# Verifying uniqueness of my tetration

Previous two posts:

Update: The first link only verifies continuity on $$\mathbb R$$, and so continuity cannot be used for complex heights. The limit of $${}^{z+n}a$$ as $$n\to\infty$$ converges to the same value for all $$z\in\mathbb C$$ since $$[\ln({}^\infty a)]^{z+n}\to0$$.

Let $$D_a$$ be the points where the below definition converges.

I believe I have managed to prove that for $$a\in(1,e^{1/e})$$ and $$z\in D_a$$,

$${}^za=\lim_{n\to\infty}\log_a^{\circ n}({}^\infty a-({}^\infty a-{}^na)[\ln({}^\infty a)]^z)$$

is the unique tetration under the conditions that

1. $${}^0a=1$$

2. $$\displaystyle{}^{z+1}a=a^{({}^za)}$$ for all $$z\in D_a$$

3. $$\displaystyle\lim_{n\to\infty}\frac{{}^\infty a-{}^{n+z}a}{{}^\infty a-{}^na}=[\ln({}^\infty a)]^z$$ as a limit over $$n\in\mathbb N$$ for all $$z\in D_a$$.

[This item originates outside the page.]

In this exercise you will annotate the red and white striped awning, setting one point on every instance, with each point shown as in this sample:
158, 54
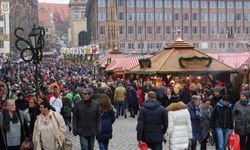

Here is my attempted proof:

Let $$b\pm\epsilon$$ refer to a value within $$\epsilon$$ of $$b$$ for simplicity.

From $$(3)$$ we know that for all $$\epsilon>0$$, there exists $$N$$ s.t. for all $$n>N$$,

$$\frac{{}^\infty a-{}^{n+z}a}{{}^\infty a-{}^na}=[\ln({}^\infty a)]^z\pm\epsilon$$

By continuity of exponentiation, this can be rewritten in terms of another $$\bar\epsilon>0$$:

$$\frac{{}^\infty a-{}^{n+z}a}{{}^\infty a-{}^na}=[\ln({}^\infty a)]^{z\pm\bar\epsilon}$$

Solving for $${}^{n+z}a$$ gives

$${}^{n+z}a={}^\infty a-({}^\infty a-{}^na)([\ln({}^\infty a)]^{z\pm\bar\epsilon})$$

Logging $$n$$ times and applying $$(2)$$ gives

$${}^za=\log_a^{\circ n}({}^\infty a-({}^\infty a-{}^na)([\ln({}^\infty a)]^{z\pm\bar\epsilon}))$$

Taking the limit as $$n\to\infty$$ gives us

$${}^za=\lim_{n\to\infty}\log_a^{\circ n}({}^\infty a-({}^\infty a-{}^na)([\ln({}^\infty a)]^{z\pm\bar\epsilon}))$$

However, from the first link, we know that this limit converges to a continuous function on $$D_a$$. So for this to be true for all $$\bar\epsilon>0$$, we must have

$${}^za=\lim_{n\to\infty}\log_a^{\circ n}({}^\infty a-({}^\infty a-{}^na)([\ln({}^\infty a)]^z))$$

Note also that the definitions of $${}^\infty a$$ and $${}^na$$ for natural $$n$$ in the above are defined by $$(1)$$ and $$(2)$$.